What is it?
According to a SAS article on Natural Language Processing, NLP is defined as being “…a branch of artificial intelligence that helps computers understand, interpret and manipulate human language. NLP draws from many disciplines, including computer science and computational linguistics, in its pursuit to fill the gap between human communication and computer understanding.“
Most of us are familiar with smart devices which are voice-enabled. “Now you can say, “Alexa, I like this song,” and a device playing music in your home will lower the volume and reply, “OK. Rating saved,” in a humanlike voice. Then it adapts its algorithm to play that song – and others like it – the next time you listen to that music station.” Anything and everything you can think of inside and outside of our homes, has been and/or will be converted from being a commodity to an automated system which responds to and utilizes data from human interactions.

NLP is intended to decipher and translate both verbal and written forms of communication. Text analytics is another type of NLP, which converts text into data for analysis. There is an untapped potential in unstructured text, which includes opportunities for every organization to extract the opinions, thoughts, and other feedback from its customers and convert them into their digital database of information, in order to uncover insights from hidden word streams.
NLP is not a new science, just like the neural networks which are built to drive accurate customer-centric predictions in Deep Learning are not new (as mentioned in last week’s post).

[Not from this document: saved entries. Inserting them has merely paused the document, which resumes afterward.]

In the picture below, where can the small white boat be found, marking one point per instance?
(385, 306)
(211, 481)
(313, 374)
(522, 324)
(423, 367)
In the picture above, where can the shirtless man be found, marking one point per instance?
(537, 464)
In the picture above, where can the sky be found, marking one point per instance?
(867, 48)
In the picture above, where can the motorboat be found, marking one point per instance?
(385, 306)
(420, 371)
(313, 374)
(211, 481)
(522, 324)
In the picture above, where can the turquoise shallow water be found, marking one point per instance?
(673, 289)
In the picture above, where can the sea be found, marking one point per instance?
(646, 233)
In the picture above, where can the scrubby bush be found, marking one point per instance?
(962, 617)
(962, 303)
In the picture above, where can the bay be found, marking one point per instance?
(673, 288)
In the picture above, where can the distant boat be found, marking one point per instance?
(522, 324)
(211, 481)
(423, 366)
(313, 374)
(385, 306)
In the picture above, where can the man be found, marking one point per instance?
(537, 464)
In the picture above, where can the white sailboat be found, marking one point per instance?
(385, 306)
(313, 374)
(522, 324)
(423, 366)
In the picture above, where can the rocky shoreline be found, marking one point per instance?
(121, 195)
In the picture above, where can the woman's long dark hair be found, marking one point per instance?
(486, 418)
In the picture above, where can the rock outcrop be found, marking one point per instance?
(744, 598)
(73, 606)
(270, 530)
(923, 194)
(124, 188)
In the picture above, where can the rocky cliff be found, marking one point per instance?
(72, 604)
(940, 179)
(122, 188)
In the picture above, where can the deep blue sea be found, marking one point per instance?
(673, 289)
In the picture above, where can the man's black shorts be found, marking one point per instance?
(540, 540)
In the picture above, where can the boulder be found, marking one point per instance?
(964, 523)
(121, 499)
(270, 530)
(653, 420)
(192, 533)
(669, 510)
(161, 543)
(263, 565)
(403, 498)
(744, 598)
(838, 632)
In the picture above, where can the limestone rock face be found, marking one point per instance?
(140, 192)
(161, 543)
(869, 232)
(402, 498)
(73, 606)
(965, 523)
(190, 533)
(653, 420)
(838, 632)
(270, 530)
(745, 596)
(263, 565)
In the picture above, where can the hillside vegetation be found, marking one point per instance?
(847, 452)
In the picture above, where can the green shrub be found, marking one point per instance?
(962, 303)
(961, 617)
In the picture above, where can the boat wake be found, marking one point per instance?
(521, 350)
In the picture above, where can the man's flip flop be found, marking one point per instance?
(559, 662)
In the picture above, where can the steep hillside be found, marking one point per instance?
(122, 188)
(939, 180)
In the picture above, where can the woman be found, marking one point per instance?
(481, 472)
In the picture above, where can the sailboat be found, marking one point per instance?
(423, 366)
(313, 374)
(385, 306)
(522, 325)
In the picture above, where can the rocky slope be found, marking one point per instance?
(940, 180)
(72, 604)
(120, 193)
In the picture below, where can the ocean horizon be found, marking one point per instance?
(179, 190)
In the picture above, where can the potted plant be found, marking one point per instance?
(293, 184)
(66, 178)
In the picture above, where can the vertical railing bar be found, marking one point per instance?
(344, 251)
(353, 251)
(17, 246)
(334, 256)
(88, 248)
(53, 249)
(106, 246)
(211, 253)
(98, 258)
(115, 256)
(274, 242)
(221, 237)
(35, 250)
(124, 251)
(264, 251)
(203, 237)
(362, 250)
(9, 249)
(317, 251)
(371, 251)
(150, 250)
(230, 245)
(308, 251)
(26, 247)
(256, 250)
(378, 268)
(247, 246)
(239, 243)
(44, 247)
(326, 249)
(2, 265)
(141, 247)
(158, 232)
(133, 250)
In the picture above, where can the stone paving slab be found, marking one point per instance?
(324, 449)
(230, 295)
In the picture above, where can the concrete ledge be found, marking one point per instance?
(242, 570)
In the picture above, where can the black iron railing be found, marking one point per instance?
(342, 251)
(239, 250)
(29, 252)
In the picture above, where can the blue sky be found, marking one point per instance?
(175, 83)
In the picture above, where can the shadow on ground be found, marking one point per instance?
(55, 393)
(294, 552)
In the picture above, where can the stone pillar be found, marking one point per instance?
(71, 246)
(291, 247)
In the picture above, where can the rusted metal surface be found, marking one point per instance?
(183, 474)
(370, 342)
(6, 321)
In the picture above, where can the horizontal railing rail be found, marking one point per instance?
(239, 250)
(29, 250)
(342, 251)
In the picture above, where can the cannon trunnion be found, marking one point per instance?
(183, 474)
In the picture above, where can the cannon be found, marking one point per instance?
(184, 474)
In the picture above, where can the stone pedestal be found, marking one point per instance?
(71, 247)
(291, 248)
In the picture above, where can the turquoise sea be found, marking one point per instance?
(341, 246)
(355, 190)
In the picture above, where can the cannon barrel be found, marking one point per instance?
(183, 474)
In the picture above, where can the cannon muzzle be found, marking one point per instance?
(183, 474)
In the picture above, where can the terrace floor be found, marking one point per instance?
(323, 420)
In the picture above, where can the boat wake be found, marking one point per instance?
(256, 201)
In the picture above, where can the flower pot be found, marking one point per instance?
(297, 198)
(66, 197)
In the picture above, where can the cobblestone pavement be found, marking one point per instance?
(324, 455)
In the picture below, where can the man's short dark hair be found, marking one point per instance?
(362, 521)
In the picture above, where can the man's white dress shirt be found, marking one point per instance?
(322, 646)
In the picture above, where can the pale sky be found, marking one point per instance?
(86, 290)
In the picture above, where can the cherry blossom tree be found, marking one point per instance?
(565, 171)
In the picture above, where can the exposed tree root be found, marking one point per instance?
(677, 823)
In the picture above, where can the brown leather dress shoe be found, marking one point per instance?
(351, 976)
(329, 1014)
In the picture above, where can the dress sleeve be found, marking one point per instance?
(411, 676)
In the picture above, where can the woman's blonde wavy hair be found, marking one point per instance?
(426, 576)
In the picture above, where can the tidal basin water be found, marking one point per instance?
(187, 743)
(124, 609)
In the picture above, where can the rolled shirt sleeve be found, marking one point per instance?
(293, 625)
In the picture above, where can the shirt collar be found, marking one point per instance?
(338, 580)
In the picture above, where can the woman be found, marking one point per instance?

However, “the technology is rapidly advancing thanks to an increased interest in human-to-machine communications, plus an availability of big data, powerful computing and enhanced algorithms.“
How does it work?

After reviewing SAS’s NLP article, it is my understanding that NLP tasks break down language into communication blocks, in order to try to understand any relationships that exist between the communication blocks, and to explore how these blocks work together in one or more meaningful ways. Examples of NLP applications, include:
- “Content categorization. A linguistic-based document summary, including search and indexing, content alerts and duplication detection.
- Topic discovery and modeling. Accurately capture the meaning and themes in text collections, and apply advanced analytics to text, like optimization and forecasting.
- Contextual extraction. Automatically pull structured information from text-based sources.
- Sentiment analysis. Identifying the mood or subjective opinions within large amounts of text, including average sentiment and opinion mining.
- Speech-to-text and text-to-speech conversion. Transforming voice commands into written text, and vice versa.
- Document summarization. Automatically generating synopses of large bodies of text.
- Machine translation. Automatic translation of text or speech from one language to another.“
Why does it matter?
Each NLP application listed above is a part of a bigger picture, which is to work towards the goal of taking raw language input data, manipulating that data via linguistics and algorithms, and transforming or enriching that data in a way that delivers greater value than what the original / unobserved input data provides by itself.

What makes NLP stand out from the other machine learning approaches to modeling human language, is the need to gain syntactic and semantic and domain expertise, which these other approaches are not designed for and therefore fall short of achieving. “NLP is important because it helps resolve ambiguity in language and adds useful numeric structure to the data for many downstream applications, such as speech recognition or text analytics.” In other words, NLP is designed and/or intended to understand, process, interpret, and utilize slang, in ways that the other branches of AI “Can’t.”

Applications of NLP are being implemented in many industries. There are numerous ways in which NLP is being leveraged by organizations, as described by a SAS paper on text analytics, including “…how organizations in banking, health care and life sciences, manufacturing and government are using text analytics to drive better customer experiences, reduce fraud and improve society.” For example, “Royal Bank of Scotland uses text analytics, to extract important trends from customer feedback in many forms.” The company analyzes data from emails, surveys and call center conversations to identify the root cause of customer dissatisfaction and implement improvements,” and is improving its customer relationships as a result via value-adding connectedness.
Next week, I will write about Computer Vision, the last of the four branches of AI technologies as described by the quick AI summary article which I referenced in my “What is AI?” post, in an effort to further our familiarity with AI, and better understand the potential customer experience benefits for each one.